Just before this came out she was interviewed on Radio 1 about it and Scott Mills asked her, "didn't you spend quite a bit of time writing with Nile Rodgers for this album?" And she just went, "yeah... nothing came from it though...just wasn't working." Would have been easy for them to settle for something lazy and run with the kudos his name lends - the fact that she didn't suggests quite a focused and particular vision which really comes across in the finished album.

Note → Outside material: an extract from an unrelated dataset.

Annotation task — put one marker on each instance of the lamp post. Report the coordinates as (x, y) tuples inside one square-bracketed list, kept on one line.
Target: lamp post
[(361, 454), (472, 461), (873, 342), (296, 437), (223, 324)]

I swear the temperature turns up when i put Cool on. Can't wait to play it in the warmer months.

rue the polywhirl

Quote from: honeychile on April 19, 2020, 10:14:03 PM
Just before this came out she was interviewed on Radio 1 about it and Scott Mills asked her, "didn't you spend quite a bit of time writing with Nile Rodgers for this album?" And she just went, "yeah... nothing came from it though...just wasn't working." Would have been easy for them to settle for something lazy and run with the kudos his name lends - the fact that she didn't suggests quite a focused and particular vision which really comes across in the finished album.

I swear the temperature turns up when i put Cool on. Can't wait to play it in the warmer months.


If anything that reflects less well on Dua Lipa. Imagine going to a hit-making session with Nile 'The Hitmaker' Rodgers and coming up with nothing. Must have been quite awkward for him. "Hmm.. this doesn't usually happen. I assure you, it's me not you. *bzzzt. Security? Is she gone yet? Burn my clothes. The guitar? Destroy it. Disinfect every last inch of the studio*"

Custard

#32
This is a great record. Short, tight, insanely catchy pop tunes. Such an enjoyable listen

Particularly like the singles and Love Again

https://www.youtube.com/watch?v=r4mzEgCGa4Q

That said, I could probably do without Good In Bed, which sounds like a rejected Lily Allen b-side

Still, one shit track in 11. No bad

purlieu

Not feeling it too much. I like that it feels much more like a consistent piece, as opposed to her debut which actually sounded like a compilation of tracks by four or five distinct artists, but ironically I think the sound she's gone with is actually strangely anonymous. A 2020 update of '00s Kylie. 'Don't Start Now', 'Physical' and 'Hallucinate' are great; I enjoyed 'Love Again' a lot until the 'Your Woman' sample came in. 'Break My Heart' is ok. The rest just feels devoid of personality or interesting songwriting.

Phil_A

Quote from: honeychile on April 09, 2020, 10:31:54 PM
One thing that does annoy me about this album which is a gripe i've increasingly had with pop music over the past twenty years (at least as i've perceived it) is the complete abdication of writers trying to end songs properly. I'm not even talking about writing a bespoke outro (would love some good examples from recent years actually), but even just taking the effort to resolve a song with a sense of natural conclusion rather than doing one final chorus and stopping abruptly at the end of the bar. The title track has some small degree of resolution, but Don't start now, Cool, Physical, Levitating, and Hallucinate are all guilty, while Pretty please and Break my heart just about stagger over the line. As a kid i always used to hate the laziness of a fade-out, but even that's preferable to the stunted anti-climax that passes for a coda nowadays.

Heh, I wish I could take credit for first noticing that. I think I became aware of it from having to listen to "Hello" by Adele over and over again on work radio when that was first out.

I assume it's a consequence of so much production taking place exclusively in a digital environment these days and a reliance on preset loops and beats. Maybe partly because radio stations don't bother playing tracks to the end nowadays.